Originally posted by SBTlauien
So its called parsing?
Strictly speaking parsing is the process of transforming a token sequence into a tree structure. Often we include the lex phase (turning a byte or symbol stream into a token stream) in the parse phase. Parsing is one thing the browser has to do in order to handle an HTML form, but there's more as well (it has to render, handle input, etc.) and there's no real name for this whole process other than like "browser behavior" which covers everything a browser does.
I'm just looking for a library that can do this for me. Basically take HTML and determine the exact HTTP request.
This, unfortunately, isn't as straight forward as it seems like it should be. Browsers are really complicated pieces of software, the more closely you want to imitate their behavior the slower and more complicated your solution has to be. If you're dealing with simple HTML form submission (like you see here, for example) then you can use something like mechanize or twill which implement a pseudo-browser with no render or scripting support. Essentially they wrap an HTTP library and an HTML parsing library and offer a little magic like cookie management and form interaction on top.

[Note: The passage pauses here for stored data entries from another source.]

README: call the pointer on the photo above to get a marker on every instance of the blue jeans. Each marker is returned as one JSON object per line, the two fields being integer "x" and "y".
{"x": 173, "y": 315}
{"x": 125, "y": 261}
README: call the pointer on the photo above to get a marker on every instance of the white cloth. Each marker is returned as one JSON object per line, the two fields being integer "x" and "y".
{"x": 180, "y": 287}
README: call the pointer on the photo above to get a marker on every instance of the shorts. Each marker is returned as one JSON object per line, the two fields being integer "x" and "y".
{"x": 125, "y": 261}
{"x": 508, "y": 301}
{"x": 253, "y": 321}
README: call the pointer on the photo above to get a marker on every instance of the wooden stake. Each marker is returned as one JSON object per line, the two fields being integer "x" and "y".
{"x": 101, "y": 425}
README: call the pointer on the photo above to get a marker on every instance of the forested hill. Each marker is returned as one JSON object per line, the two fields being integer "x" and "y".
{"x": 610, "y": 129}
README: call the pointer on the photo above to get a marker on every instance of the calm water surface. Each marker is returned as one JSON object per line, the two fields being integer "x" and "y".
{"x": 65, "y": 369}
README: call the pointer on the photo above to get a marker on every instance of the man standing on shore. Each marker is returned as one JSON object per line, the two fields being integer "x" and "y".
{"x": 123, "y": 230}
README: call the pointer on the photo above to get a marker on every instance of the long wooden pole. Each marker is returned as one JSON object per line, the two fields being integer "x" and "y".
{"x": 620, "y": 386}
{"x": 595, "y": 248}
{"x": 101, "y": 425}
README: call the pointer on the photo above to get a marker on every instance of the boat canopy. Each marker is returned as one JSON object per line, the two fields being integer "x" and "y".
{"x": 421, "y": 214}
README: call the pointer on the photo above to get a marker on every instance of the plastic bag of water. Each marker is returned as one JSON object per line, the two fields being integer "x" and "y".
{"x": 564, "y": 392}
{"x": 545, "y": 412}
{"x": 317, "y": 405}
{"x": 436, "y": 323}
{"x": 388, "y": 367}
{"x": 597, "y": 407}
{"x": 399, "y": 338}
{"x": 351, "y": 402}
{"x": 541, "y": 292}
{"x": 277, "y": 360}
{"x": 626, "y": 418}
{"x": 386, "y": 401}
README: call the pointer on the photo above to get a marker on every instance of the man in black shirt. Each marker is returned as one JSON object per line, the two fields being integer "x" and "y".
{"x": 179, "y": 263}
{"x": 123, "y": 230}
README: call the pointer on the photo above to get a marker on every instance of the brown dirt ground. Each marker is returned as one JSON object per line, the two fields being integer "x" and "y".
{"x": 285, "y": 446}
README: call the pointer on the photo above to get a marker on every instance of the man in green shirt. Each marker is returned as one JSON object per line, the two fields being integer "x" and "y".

Many sites these days will use some kind of scripting to handle form submissions. Whether or not this is a good idea is a somewhat controversial topic among web developers but it's common enough. An example might be old vB where when you submitted the login form some javascript would MD5 hash your password and send that instead of your plaintext password. That's a stupid idea for a number of reasons but it meant that if you were writing scripts to interact with vB you had to either use something like phantom to get JS execution working or do the MD5 hashing by hand.
Phantom is pretty high fidelity, it's what's called a "headless browser", it's basically like starting up chrome only nothing gets rendered to the screen, you can save cycles on the geometry engine and you don't need a GPU to make it go reasonably fast. It's slower and bigger and frankly a pain in the ass dependency to manage though.
The most realistic simulation of a browser you'll get it selenium which simulates user interaction with a browser. It's the heaviest of all, requiring a library, a driver, and an actual browser. But it's nearly indistinguishable from what happens when you're sitting in front of a browser clicking shit.
So the moral of the story is you need to figure out the requirements of submitting your web form. Is there CSRF protection? Is JS involved? Is there UA detection? You'll have to decide on tooling based on how complicated the form you're trying to automate the submission of is.